St. Irvyne is notable for the appearance of a prototypical Shelleyan poet
figure, but its two plots are hopelessly complicated and confusing, and, in the
opinion of many observers, unfinished. It appears that in the early pleasure of
college life and other interests, Shelley misplaced hobby in following through
on what was to have been a full-blown three-decker romance.

 Shelley’s attentions were given to two ladies, Elizabeth
Hitchener, his philosophical “soul sister” and correspondent, and Harriet Westbrook,
an attractive young female of sixteen whom Shelley had met his sisster Hellen.

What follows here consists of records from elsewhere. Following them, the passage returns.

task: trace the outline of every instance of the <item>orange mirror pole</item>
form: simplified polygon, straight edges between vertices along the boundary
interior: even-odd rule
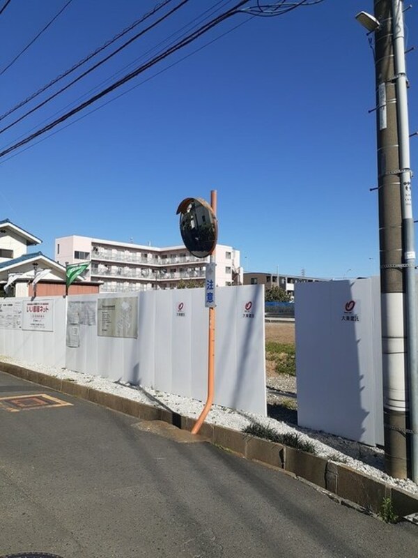
[[[217,206],[217,191],[212,190],[210,192],[210,207],[216,216],[216,206]],[[210,257],[210,262],[215,263],[215,250],[213,250]],[[216,288],[216,285],[214,288]],[[201,413],[200,416],[196,421],[194,426],[192,430],[192,434],[198,434],[205,418],[208,416],[212,403],[213,402],[213,396],[215,394],[215,308],[209,308],[209,338],[208,338],[208,398],[206,403],[203,407],[203,410]]]

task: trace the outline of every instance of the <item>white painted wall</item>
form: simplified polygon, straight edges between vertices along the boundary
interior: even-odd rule
[[[7,229],[7,232],[0,233],[0,248],[3,250],[12,250],[13,259],[20,257],[27,252],[26,241],[22,241],[21,237],[15,235],[13,231]],[[7,262],[12,258],[0,257],[0,263]]]
[[[295,310],[299,425],[382,444],[378,278],[297,283]]]

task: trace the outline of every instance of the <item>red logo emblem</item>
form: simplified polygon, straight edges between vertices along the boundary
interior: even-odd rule
[[[346,312],[353,312],[355,306],[355,302],[354,301],[349,301],[349,302],[346,303]]]

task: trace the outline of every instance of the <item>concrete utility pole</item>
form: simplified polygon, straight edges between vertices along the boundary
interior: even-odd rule
[[[374,0],[385,456],[389,474],[416,481],[415,252],[402,9],[401,0]]]

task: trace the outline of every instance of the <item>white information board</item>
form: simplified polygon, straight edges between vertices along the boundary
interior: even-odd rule
[[[296,285],[297,422],[383,444],[378,279]]]
[[[22,301],[14,299],[0,302],[0,329],[22,329]]]
[[[36,331],[54,331],[54,299],[24,301],[22,329]]]

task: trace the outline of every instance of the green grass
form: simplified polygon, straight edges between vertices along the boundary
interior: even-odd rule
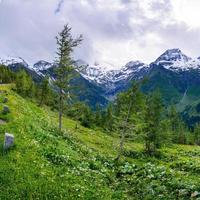
[[[11,113],[0,125],[0,199],[190,199],[200,191],[200,148],[171,146],[159,158],[128,141],[115,163],[119,138],[82,127],[40,108],[0,86],[0,109],[6,96]],[[78,123],[78,128],[76,124]],[[15,146],[3,152],[4,133],[15,135]]]

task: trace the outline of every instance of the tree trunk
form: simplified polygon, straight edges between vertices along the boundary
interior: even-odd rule
[[[62,112],[63,112],[63,99],[62,99],[62,89],[60,89],[60,95],[59,95],[59,132],[62,131]]]
[[[128,107],[128,112],[127,112],[127,116],[126,116],[125,121],[124,121],[124,127],[123,127],[123,130],[121,132],[119,153],[117,155],[117,158],[115,159],[117,161],[120,159],[120,157],[121,157],[121,155],[123,154],[123,151],[124,151],[125,134],[126,134],[128,120],[129,120],[129,117],[130,117],[131,107],[132,107],[132,99],[130,100],[129,107]]]

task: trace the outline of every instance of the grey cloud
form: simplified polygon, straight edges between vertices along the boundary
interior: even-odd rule
[[[62,8],[62,5],[63,5],[64,1],[65,1],[65,0],[60,0],[60,1],[58,2],[58,6],[57,6],[57,8],[56,8],[55,11],[54,11],[55,14],[57,14],[57,13],[60,12],[60,10],[61,10],[61,8]]]
[[[119,56],[120,60],[153,60],[165,48],[183,48],[186,53],[198,54],[200,30],[190,30],[186,24],[169,19],[172,5],[169,0],[152,0],[152,18],[145,14],[140,0],[120,0],[121,7],[112,7],[116,0],[6,0],[0,4],[0,56],[21,56],[29,62],[38,59],[54,60],[55,36],[65,23],[72,26],[73,34],[83,34],[83,44],[75,51],[74,58],[87,62]],[[113,3],[113,4],[112,4]],[[170,23],[165,23],[170,22]],[[149,41],[149,34],[160,41]],[[194,40],[196,38],[196,40]],[[148,40],[148,41],[147,41]],[[117,45],[120,44],[120,45]],[[131,44],[131,45],[130,45]],[[98,46],[98,48],[97,48]],[[129,46],[130,50],[126,50]],[[152,48],[149,51],[149,48]],[[147,50],[145,50],[147,49]],[[126,51],[125,51],[126,50]]]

Apparently acting more from reasons of principles and from the idea that
he might mold the sensitive young Harriet than from real love for her, Shelley
swiftely determined to “rescue” her from her unjust situation at her boarding
school in Clapham. Shelley and Harriet eloped to Edinburgh, where, Shelley
violating his principle of Godwinian free love in favor of Harriet’s happiness
and recognition, they have been married on 28 or 29 August 1811. The couple
changed into quickly joined by way of Hogg, who went with them to York and,
being not able to pursue Shelley’s plan for a connection between Hogg and
Shelley’s sister Elizabeth, right away fell in love with Harriet
and tried to seduce her-a pattern he was to repeat, later falling in love with
Mary Shelley and later settling down with Jane Williams. Shelley’s principles
of free love could have accommodated a ménage à trois but not without the
willing consent of Harriet, so Hogg was effectively banished, and, though the
breach was partially healed, he never again enjoyed the same intimacy with
Shelley as he had before this incident.

The Shelley’s spent periods during 1812 and 1813 in London, where
Shelley was able to make new familarity among liberal and literary circles and
to renew earlier friendships such as those with Hogg and Leigh Hunt, a radical London publisher and writer who was to be a lifelong
defender of Shelley.

Once Shelley became a frequent visitor to the Godwin household, it was
inevitable that he would meet the three young ladies living there: Mary Godwin, Jane (later Claire) Clairmont, and Fanny Imlay. It was
equally inevitable that all three women would fall in love with Shelley in
different degrees and that Shelley should fall in love with Mary. As the
daughter of Godwin and Mary Wollstonecraft (whose writings Shelley had already
read and admired), Mary represented to Shelley an ideal offspring of two great minds.
Growing up in the Godwin household had exposed Mary to ideas, and she could
read freely in the books in Godwin’s library; moreover, she had an independent
mind and was willing to argue with Shelley when they would go to talk by the
grave of Mary’s mother, rather than be peacefully molded by him, like Harriet.
Perhaps the only real tragedy was that Shelley had not met Mary before he
married Harriet. Although Shelley believed he was following Godwin’s principles
of free love in replacing Harriet with Mary as the object of his highest love
and in offering Harriet to live with them as his sister rather than his wife, Godwin
violently opposed the relationship, and Harriet became disconnected and
completely shattered. Knowing that Godwin and his wife would do what they could
to stop them, Shelley and Mary, accompanied by Jane Clairmont, eloped on the
night of 27 July 1814, first to Calais, then to Paris, and on to Switzerland.
After a six weeks’ stay, the three were forced to return to England because of
money problems.

Alastor, with its use of symbols, romantic elements, and
mythic sources (the Narcissus-Echo myth in particular), marks a real advance
over Shelley’s earlier efforts in writing poetry. Thomas Love Peacock suggested
the title to Shelley: Alastor, which refers not to the name of the Poet, but to
an evil genius or avenging spirits of solitude. Certainly there are elements of
autobiography in the poem, both in the sense that Shelley felt himself to be
haunted by real (the bailiffs) or imagined (assailants) spirits at various
times in his life and in the sense that in his personal relationships he had
made and would again make the same mistake that the Poet makes: of seeking “in
vain for a prototype of his conception” of the idealized part of himself. In
the preface to the poem Shelley cautions against this solitary quest, warning
not only that such pursuits will result in the neglect of one’s social duties
but that they will lead one to loneliness, alienation, and ultimately death.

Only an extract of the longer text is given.